Leilu Nishmat Reb Eliyahu Tzion ben Reb Chananya Niasoff ז"ל
And in the merit of our partner in Torah Yigal Yisroel ben Sofia שיחיו
This class was presented at Ohr Chaim, Monsey, NY, on Sunday Parshas Vayakhel Pekudei, 21 Adar, 5777, March 19, 2017. It is a strange story. Moses seemingly distorted what G-d told him, telling the craftsman of the Sanctuary to first build the furniture and only afterward the outer structure. It was Betzalel who reminded him of the simple truth that you first build a house before you furnish it. Upon deeper reflection, this incident captures the story of our lives. Many great thinkers, writers, and artist, produced extraordinary works. Their content was great, their message potent, and their talent exceptional. What they lacked was the exterior structure for their souls lavish output. Sadly, in our world “art” needs a proper “frame.” Lacking the frame, the art may remain in its corner and melt into oblivion. The great argument between Moses and Betzalel was which came first—the energy or the container, the vision or the structure? Moses was a visionary; Betzalel was a man of action.
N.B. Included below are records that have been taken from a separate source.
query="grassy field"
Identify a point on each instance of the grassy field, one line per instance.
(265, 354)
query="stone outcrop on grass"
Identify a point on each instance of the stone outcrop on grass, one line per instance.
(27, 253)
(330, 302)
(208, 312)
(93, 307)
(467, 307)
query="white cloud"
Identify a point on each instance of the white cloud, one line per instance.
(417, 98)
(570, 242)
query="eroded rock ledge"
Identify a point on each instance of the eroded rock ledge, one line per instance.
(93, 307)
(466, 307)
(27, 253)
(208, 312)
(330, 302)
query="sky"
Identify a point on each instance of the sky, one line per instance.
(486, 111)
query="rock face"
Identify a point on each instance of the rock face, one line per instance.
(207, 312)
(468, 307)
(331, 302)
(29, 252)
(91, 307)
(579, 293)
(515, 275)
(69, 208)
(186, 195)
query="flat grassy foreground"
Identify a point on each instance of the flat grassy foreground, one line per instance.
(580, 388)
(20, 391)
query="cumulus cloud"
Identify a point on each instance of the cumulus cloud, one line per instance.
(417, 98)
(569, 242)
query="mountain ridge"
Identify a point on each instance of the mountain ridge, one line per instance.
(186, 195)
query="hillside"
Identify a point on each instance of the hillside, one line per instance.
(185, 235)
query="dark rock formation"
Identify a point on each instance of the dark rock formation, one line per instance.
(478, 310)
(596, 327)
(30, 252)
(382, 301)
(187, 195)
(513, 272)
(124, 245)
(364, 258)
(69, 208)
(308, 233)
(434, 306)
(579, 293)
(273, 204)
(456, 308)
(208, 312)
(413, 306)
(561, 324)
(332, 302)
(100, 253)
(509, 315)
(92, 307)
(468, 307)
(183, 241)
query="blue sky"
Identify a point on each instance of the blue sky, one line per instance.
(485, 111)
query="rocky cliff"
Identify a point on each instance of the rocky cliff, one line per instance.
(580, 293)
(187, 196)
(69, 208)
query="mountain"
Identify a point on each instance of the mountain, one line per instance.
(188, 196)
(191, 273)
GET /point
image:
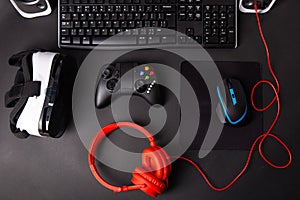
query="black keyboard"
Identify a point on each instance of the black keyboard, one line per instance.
(147, 23)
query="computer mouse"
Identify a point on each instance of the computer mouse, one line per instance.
(232, 107)
(263, 6)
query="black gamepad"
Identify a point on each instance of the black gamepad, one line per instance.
(140, 80)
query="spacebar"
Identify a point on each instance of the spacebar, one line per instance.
(124, 40)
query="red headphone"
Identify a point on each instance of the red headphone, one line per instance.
(151, 178)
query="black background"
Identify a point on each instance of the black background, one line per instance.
(57, 169)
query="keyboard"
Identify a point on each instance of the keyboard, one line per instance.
(117, 24)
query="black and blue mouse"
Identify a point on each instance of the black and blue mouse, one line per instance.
(232, 108)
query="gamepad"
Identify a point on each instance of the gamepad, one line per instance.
(127, 79)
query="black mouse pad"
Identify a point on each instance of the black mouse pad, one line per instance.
(232, 137)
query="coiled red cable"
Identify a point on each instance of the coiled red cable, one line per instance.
(259, 140)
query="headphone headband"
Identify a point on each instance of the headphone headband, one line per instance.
(96, 141)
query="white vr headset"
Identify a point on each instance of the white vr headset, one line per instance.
(41, 94)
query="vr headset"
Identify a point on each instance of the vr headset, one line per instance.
(41, 94)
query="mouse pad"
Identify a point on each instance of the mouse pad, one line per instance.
(232, 137)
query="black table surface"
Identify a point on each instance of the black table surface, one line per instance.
(57, 168)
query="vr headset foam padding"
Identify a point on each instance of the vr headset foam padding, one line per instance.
(41, 94)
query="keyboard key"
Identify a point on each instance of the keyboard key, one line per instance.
(153, 40)
(86, 40)
(65, 40)
(168, 40)
(212, 40)
(76, 40)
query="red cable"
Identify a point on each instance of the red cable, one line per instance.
(260, 139)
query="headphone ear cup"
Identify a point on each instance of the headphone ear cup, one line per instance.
(156, 159)
(153, 185)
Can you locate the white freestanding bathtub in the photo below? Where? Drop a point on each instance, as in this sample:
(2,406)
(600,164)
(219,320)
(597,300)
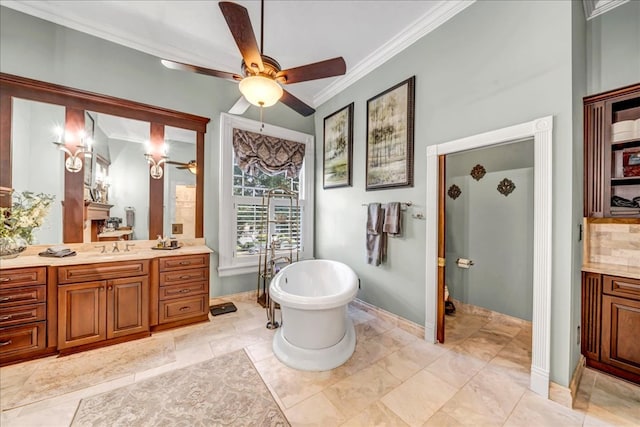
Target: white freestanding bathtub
(316,332)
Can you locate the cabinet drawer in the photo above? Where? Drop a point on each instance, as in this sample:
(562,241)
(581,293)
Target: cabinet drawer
(182,262)
(184,290)
(15,340)
(183,308)
(13,277)
(22,314)
(21,296)
(102,271)
(175,277)
(622,287)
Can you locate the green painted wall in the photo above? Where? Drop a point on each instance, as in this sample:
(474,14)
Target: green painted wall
(41,50)
(496,64)
(613,48)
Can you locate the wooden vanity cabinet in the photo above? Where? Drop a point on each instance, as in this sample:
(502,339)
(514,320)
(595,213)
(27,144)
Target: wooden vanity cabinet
(23,313)
(610,324)
(102,302)
(183,292)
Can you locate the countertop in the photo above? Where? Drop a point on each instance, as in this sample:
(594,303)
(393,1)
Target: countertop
(612,270)
(87,253)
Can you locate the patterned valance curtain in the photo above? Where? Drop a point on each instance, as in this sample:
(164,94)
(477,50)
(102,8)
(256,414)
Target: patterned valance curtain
(269,154)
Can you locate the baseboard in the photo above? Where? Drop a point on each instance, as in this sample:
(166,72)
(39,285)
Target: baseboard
(400,322)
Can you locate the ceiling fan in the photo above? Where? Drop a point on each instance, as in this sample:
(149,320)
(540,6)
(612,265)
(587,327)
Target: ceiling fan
(262,76)
(191,166)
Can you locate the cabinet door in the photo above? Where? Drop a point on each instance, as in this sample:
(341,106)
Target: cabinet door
(594,160)
(127,306)
(620,326)
(591,308)
(81,314)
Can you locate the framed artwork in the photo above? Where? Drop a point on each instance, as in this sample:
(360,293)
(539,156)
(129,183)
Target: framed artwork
(338,148)
(390,118)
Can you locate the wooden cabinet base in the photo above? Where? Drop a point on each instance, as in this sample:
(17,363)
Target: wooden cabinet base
(185,322)
(106,343)
(621,373)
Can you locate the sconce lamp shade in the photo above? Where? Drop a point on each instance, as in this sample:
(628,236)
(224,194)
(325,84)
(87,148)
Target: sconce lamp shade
(260,91)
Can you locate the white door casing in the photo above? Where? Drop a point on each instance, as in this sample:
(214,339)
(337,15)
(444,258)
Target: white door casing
(541,130)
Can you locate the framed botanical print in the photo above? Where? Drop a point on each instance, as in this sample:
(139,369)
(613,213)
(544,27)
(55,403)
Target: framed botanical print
(338,148)
(390,121)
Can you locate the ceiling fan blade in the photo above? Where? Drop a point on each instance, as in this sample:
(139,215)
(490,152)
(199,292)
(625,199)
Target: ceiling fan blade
(317,70)
(296,104)
(239,24)
(240,106)
(200,70)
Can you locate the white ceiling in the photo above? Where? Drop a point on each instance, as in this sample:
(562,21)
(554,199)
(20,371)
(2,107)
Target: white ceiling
(364,32)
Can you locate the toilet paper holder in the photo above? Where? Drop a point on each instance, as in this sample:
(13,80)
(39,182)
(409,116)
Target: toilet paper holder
(464,263)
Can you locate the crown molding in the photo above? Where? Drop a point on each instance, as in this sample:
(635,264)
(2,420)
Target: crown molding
(441,13)
(48,12)
(593,8)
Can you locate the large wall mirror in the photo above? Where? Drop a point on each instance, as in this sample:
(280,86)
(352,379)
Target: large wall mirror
(143,176)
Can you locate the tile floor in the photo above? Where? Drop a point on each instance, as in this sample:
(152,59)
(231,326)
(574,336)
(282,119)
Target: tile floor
(394,378)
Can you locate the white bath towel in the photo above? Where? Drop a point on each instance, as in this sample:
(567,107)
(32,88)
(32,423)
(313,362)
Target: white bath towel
(392,217)
(376,239)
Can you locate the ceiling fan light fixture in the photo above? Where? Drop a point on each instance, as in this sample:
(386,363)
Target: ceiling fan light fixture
(261,91)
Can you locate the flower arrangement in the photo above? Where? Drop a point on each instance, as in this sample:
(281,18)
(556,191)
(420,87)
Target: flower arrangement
(27,213)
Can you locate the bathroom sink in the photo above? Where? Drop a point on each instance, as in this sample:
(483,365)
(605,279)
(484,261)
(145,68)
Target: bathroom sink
(107,256)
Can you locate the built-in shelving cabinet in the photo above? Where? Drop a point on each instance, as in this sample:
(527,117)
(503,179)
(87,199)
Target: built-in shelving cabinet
(611,152)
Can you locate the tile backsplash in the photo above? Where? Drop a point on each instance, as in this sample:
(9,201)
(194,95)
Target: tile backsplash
(614,244)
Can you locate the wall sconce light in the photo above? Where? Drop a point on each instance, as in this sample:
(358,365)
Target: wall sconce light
(156,171)
(74,161)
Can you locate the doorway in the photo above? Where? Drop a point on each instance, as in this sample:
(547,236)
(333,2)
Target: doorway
(541,131)
(489,228)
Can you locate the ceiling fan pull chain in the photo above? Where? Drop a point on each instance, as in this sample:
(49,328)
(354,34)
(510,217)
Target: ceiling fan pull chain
(261,121)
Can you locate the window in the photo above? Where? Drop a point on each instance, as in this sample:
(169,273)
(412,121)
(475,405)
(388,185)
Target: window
(242,213)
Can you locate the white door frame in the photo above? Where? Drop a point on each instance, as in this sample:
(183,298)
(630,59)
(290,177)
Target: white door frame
(541,130)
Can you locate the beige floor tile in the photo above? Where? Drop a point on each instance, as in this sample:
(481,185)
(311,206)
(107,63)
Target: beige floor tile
(614,401)
(418,398)
(533,410)
(488,398)
(291,385)
(441,419)
(260,351)
(352,394)
(411,358)
(456,368)
(314,411)
(376,415)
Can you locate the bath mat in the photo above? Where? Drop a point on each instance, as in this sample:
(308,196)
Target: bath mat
(223,391)
(226,307)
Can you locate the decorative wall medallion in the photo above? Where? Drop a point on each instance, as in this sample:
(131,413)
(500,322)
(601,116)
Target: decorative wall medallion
(478,172)
(454,192)
(506,187)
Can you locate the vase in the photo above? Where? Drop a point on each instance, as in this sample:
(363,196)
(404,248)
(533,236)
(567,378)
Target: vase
(12,246)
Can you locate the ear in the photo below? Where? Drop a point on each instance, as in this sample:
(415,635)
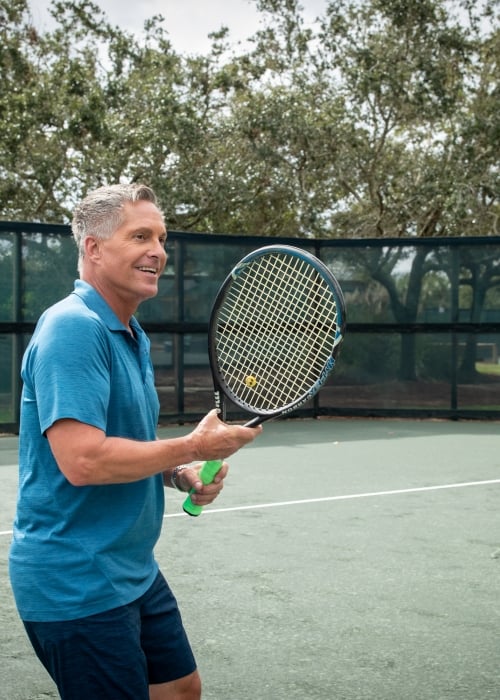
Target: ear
(92,248)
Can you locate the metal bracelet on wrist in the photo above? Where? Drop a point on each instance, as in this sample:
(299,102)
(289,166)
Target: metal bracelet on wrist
(175,473)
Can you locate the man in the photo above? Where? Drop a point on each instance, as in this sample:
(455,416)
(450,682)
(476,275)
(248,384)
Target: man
(99,614)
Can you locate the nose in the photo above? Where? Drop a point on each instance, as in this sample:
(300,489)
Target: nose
(158,250)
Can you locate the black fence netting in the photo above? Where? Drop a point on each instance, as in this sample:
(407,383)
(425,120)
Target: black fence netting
(423,320)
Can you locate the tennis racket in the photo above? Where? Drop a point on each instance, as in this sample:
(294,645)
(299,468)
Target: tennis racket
(275,330)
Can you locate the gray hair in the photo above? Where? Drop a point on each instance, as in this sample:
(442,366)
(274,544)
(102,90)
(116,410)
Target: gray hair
(101,212)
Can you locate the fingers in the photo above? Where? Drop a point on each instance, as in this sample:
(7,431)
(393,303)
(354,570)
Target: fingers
(215,439)
(206,493)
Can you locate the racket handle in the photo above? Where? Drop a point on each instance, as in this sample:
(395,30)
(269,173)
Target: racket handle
(207,474)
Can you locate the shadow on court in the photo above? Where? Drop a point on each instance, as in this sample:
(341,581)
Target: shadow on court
(345,560)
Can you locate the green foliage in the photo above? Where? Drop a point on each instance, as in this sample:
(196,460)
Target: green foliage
(381,119)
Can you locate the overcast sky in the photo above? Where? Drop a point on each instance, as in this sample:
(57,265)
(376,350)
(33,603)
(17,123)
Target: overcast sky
(188,22)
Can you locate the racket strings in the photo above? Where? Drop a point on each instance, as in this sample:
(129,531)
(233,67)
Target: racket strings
(275,331)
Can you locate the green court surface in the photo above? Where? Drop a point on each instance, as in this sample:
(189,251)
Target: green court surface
(344,560)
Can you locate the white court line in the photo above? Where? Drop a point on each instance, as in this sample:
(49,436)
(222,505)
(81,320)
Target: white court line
(325,499)
(347,497)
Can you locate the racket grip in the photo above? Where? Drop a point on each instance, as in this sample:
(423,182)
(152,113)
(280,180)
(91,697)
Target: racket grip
(207,474)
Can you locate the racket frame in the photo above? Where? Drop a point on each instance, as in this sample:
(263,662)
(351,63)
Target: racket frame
(221,390)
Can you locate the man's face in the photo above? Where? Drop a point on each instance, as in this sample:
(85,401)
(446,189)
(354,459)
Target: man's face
(132,260)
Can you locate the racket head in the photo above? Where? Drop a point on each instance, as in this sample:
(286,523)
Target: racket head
(275,331)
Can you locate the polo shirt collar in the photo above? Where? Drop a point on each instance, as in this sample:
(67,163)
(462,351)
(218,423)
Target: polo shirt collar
(95,302)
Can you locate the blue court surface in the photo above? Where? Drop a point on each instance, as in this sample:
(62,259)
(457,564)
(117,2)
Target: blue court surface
(344,560)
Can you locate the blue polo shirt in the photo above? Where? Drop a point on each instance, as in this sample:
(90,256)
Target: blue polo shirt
(77,551)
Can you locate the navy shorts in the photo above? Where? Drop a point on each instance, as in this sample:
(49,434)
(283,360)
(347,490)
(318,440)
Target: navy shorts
(118,653)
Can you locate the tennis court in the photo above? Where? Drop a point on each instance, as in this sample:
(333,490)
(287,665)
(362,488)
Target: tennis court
(345,560)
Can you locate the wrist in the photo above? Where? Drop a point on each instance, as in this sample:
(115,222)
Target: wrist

In conclusion, we discover, they were both right: In the world of thought and strategy, art precedes the frame; in the world of action and implementation, the frame precedes the art. In the world of light, vision takes precedence. In the world of shadows, your dreams must follow your actions, not the other way around. The class continues to explore another perspective by Reb Tzadok of Lublin. Judaism consists of two components—what G-d gives us and what we give G-d. The Written Torah and the Oral Torah. One is Divine; the other is filtered through human creativity. But are they really different? Depends from whose perspective.